Преображение для восходящего по религиозному склону и превращение для тех, кто восходит руслом искусства. Тысячи лет назад, когда возник едва ли не первый собственно художественный жанр – сказки, герои их сразу стали превращаться: животные – в людей, люди – в животных, в растения. И до сих пор превращаются. В мерзкое большое насекомое превратился герой Франца Кафки; и сама повесть называется «Превращение». Я не знаю ни одного крупного литературного произведения, где бы этих превращений вообще не было; чтобы король не стал нищим («Король Лир»), меланхолический поэт – расчетливым и вдохновенным убийцей («Гамлет»), доверчивый влюбленный – ревнивым безумцем («Отелло»), холодный и циничный эгоист – пылким и самоотверженным влюбленным («Евгений Онегин»)… «Я помню чудное мгновенье, передо мной явилась ты, как мимолетное виденье, как гений чистой красоты». Тут каждая строчка, каждое слово превращением дышит и превращение в нас творит. Тут сам русский язык вступает в круг каких-то таинственных превращений, и, если эти гениальные стихи перевести на английский, на французский, на немецкий, все исчезнет, и банальность получится (поверьте, я внимательно читал самые удачные переводы).

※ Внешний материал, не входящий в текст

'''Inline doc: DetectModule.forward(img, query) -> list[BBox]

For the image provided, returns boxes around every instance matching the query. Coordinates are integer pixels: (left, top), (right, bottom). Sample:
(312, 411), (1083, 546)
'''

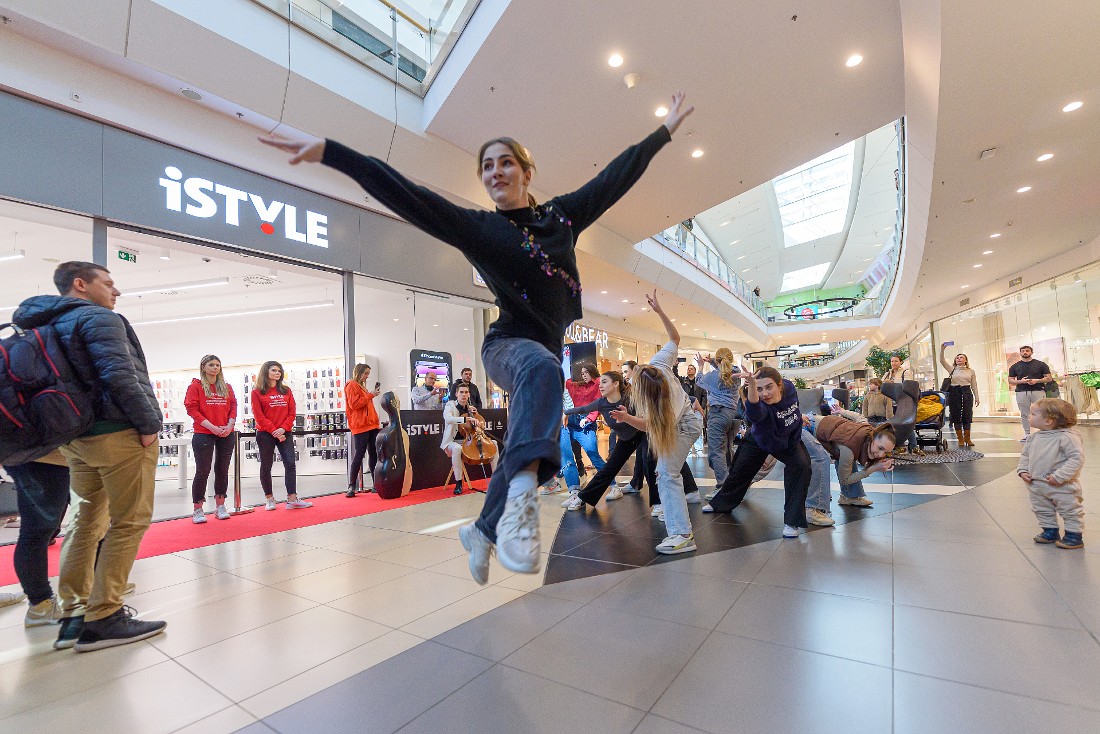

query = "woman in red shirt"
(252, 360), (314, 510)
(184, 354), (237, 525)
(344, 362), (382, 497)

Музыка как искусство самое чистое, как искусство искусств – это ведь сплошное превращение, даже с физической точки зрения: как только звук сменяется звуком (простите, частота – частотой), музыка рождается, и умирает, когда Превращение останавливается.

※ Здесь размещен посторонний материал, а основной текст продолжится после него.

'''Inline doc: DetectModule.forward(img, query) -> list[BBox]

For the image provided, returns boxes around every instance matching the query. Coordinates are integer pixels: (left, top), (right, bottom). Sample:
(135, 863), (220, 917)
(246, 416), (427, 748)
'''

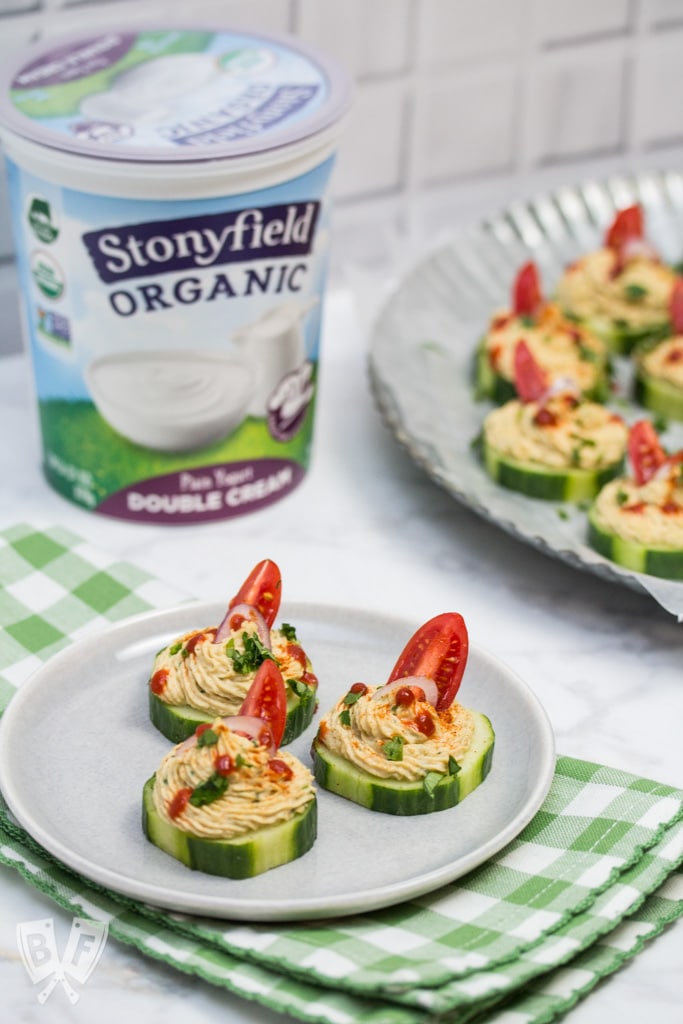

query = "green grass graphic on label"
(39, 399), (313, 507)
(10, 31), (211, 120)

Превращаются и сами художники. «…Тот, кто хочет создать великое, должен сначала так создать себя самого (курсив мой. – Ю. В.), чтобы, подобно грекам, быть в состоянии низшую, реально существующую натуру поднять на высоту своего духа и сотворить то, что в природе, из-за внутренней слабости или внешнего препятствия, осталось всего-навсего намерением»16. Так объяснял Гете, который знал толк в превращениях. А вот Пушкин: «Но уже импровизатор чувствовал приближение бога… Он дал знак музыкантам играть… Лицо его страно побледнело, он затрепетал как в лихорадке; глаза его засверкали чудным огнем…»17.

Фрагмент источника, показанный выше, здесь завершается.